Most water garden enthusiasts understand the important role optimal water quality plays in the environment of a pond. New pond owners might not be as cognizant at first, but there’s plenty of time for you to understand what your water garden needs to stay clear and healthy. Here are some pro tips to help you achieve and maintain clean pond water!
Don’t Buy Too Many Fish!
Make sure your pond isn’t over-populated; the rule of thumb is to have no more than 10 inches of fish for every 100 gallons of water. Disproportionate amounts of fish waste can cause an imbalance in your pond’s water quality. If you have too many fish, consider finding them a new home with a pond retailer or contractor.
Take it Easy on the Fish Food!
You always want to keep track of how much food your koi can eat in a 2 to 3-minute span. After that, all the leftover food sinks to the bottom and decays in the pond, so avoid feeding your koi more than once per day.
Make Sure You Have Enough Plants!
Ideally, you want around 40 to 60 percent of your water’s surface area either covered or shaded by aquatic plants. These plants act as natural filters by thriving off the excess nutrients that would otherwise cause algae growth.
Find the Right Size Pump!
Make sure you buy a pump that can circulate the entire water volume of your pond at least once every hour. Keep a close eye on the pump’s flow to ensure it isn’t blocked off by debris or flowing water higher than intended. All pumps have flow limitations. Examine the chart on the back of the pump’s box so you know you’re getting the right one for your pond.
Clean Your Pond!
Decaying debris, fish waste, and uneaten fish food accumulate quickly on your pond’s floor. Make sure you clean out your pond regularly to avoid a spike in your water’s ammonia levels. Adding beneficial microbes, like Aquascape’s Beneficial Bacteria, helps your pond maintain a balanced ecosystem.

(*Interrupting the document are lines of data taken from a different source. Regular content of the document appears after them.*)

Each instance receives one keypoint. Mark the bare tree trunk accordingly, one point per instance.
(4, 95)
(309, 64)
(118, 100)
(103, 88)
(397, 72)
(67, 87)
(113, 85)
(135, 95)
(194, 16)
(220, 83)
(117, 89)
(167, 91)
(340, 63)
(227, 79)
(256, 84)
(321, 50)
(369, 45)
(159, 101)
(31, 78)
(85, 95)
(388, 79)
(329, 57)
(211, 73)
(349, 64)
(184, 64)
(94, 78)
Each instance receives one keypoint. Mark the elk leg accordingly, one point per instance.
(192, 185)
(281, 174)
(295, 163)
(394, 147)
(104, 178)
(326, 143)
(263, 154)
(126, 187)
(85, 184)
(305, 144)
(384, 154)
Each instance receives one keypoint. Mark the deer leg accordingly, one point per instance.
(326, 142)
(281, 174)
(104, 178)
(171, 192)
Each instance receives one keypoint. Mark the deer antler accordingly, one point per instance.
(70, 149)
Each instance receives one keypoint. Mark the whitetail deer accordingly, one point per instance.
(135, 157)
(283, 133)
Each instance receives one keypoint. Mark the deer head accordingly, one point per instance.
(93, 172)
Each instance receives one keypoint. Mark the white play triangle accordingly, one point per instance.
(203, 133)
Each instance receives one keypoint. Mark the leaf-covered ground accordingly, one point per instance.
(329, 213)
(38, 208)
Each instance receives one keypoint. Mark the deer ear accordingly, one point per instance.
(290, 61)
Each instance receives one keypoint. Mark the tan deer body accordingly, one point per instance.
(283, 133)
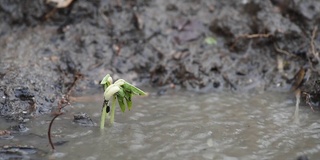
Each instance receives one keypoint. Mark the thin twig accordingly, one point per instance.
(64, 101)
(49, 130)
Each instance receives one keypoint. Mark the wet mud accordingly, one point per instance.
(258, 46)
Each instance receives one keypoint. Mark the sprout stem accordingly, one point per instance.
(113, 108)
(103, 116)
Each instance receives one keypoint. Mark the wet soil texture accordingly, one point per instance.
(200, 45)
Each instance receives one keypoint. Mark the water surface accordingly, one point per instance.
(184, 126)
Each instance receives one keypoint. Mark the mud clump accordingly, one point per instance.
(260, 46)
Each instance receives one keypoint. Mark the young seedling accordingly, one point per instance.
(119, 90)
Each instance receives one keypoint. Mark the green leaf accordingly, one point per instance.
(121, 103)
(120, 97)
(210, 40)
(129, 87)
(128, 98)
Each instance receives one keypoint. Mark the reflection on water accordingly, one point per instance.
(185, 126)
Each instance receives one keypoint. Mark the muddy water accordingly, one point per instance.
(184, 126)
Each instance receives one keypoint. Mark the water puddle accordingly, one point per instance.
(182, 126)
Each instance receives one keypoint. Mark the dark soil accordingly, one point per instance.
(260, 46)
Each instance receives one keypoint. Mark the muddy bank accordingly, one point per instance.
(260, 45)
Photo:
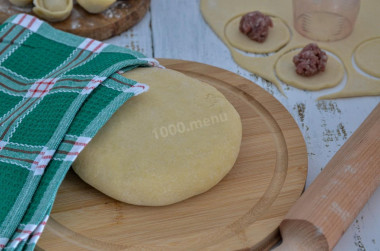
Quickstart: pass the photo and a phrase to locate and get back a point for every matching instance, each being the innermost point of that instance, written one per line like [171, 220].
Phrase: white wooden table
[176, 29]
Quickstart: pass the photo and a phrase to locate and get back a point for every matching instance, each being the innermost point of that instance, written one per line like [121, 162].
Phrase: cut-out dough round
[367, 57]
[134, 160]
[331, 77]
[95, 6]
[278, 37]
[53, 10]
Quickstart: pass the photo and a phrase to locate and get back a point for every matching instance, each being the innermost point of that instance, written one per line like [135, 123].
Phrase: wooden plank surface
[244, 210]
[119, 17]
[179, 31]
[325, 125]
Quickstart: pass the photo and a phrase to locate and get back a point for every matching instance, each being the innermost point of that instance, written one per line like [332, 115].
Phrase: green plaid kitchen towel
[56, 91]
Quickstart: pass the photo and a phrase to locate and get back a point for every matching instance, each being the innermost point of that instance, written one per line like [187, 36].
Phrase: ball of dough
[95, 6]
[21, 3]
[53, 10]
[175, 141]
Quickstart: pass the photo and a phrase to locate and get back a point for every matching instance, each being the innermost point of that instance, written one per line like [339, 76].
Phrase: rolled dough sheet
[331, 77]
[278, 37]
[218, 14]
[177, 140]
[367, 57]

Filter Your Pond Properly!
Find a filter that matches your pond’s size. It’s important to note that most manufacturers rate their filters based on ideal circumstances. If you surpass those, you need to get a bigger filter! You always want to size-up your filter, so it’s suited to handle more than the capacity of your pond. Also, don’t forget to clean your filter in accordance with the manufacturer’s instructions.

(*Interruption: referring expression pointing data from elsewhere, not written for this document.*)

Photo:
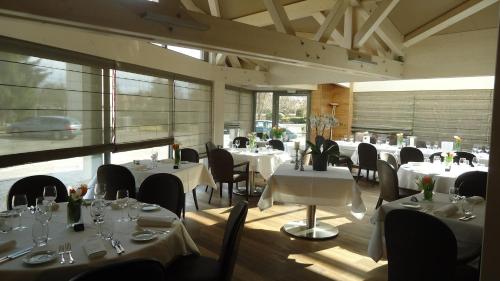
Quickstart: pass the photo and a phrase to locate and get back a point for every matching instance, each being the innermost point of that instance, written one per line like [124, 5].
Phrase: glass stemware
[20, 205]
[121, 201]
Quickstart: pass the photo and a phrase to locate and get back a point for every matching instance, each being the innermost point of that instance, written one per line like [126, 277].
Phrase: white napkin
[151, 221]
[94, 248]
[475, 200]
[7, 245]
[446, 210]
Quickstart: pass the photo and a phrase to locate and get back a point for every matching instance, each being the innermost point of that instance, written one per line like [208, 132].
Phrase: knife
[15, 255]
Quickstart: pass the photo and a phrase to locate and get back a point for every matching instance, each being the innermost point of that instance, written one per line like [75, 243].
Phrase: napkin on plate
[151, 221]
[475, 200]
[446, 210]
[94, 248]
[7, 245]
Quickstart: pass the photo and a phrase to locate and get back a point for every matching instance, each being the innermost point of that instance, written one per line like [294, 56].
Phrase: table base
[310, 228]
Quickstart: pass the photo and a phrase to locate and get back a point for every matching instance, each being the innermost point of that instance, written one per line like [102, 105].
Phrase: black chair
[116, 177]
[165, 190]
[463, 154]
[224, 170]
[389, 184]
[410, 154]
[190, 155]
[33, 186]
[199, 268]
[367, 157]
[431, 158]
[277, 144]
[472, 183]
[408, 244]
[243, 141]
[388, 157]
[148, 269]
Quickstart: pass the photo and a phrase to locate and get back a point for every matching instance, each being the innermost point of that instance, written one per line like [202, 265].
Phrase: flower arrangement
[426, 184]
[277, 132]
[457, 144]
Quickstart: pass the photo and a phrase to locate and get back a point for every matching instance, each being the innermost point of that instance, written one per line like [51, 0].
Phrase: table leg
[310, 228]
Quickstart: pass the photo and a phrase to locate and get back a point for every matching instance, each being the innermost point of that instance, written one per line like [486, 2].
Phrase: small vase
[320, 162]
[74, 212]
[428, 194]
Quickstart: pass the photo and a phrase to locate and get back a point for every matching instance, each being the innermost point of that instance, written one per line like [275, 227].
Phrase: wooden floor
[266, 253]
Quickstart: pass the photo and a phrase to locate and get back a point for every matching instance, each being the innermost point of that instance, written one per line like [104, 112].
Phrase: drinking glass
[121, 200]
[99, 191]
[133, 210]
[19, 205]
[50, 193]
[107, 229]
[40, 233]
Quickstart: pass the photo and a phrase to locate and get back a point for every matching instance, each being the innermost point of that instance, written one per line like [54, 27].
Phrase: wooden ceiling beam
[332, 20]
[373, 22]
[279, 17]
[449, 18]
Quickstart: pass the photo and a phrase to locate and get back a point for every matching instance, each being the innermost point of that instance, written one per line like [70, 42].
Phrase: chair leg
[379, 202]
[195, 199]
[230, 190]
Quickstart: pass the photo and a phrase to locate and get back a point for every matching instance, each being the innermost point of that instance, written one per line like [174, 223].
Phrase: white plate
[144, 235]
[150, 207]
[411, 205]
[40, 257]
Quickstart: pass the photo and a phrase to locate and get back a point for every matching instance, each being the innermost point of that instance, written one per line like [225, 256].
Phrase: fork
[61, 252]
[68, 251]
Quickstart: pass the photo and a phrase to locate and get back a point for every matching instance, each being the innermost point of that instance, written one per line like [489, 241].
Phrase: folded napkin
[446, 210]
[150, 221]
[7, 245]
[94, 248]
[475, 200]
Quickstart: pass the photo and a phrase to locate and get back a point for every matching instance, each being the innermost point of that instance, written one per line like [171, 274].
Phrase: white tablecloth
[164, 248]
[408, 173]
[468, 231]
[334, 187]
[265, 161]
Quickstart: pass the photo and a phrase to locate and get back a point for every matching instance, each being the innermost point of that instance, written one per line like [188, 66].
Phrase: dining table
[261, 160]
[409, 172]
[334, 187]
[165, 245]
[467, 231]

Watch Your Water Temps During the Summer!
Once your pond’s temperature reaches 75° Fahrenheit or above, it struggles to retain the necessary levels of dissolved oxygen. Aquatic plants help prevent this by providing shade and cooling the water’s surface (see tip #3). During extreme heat, you might see your fish gasping for air at the pond’s surface. Adding an aerator helps them receive the oxygen they need in those hot temperatures.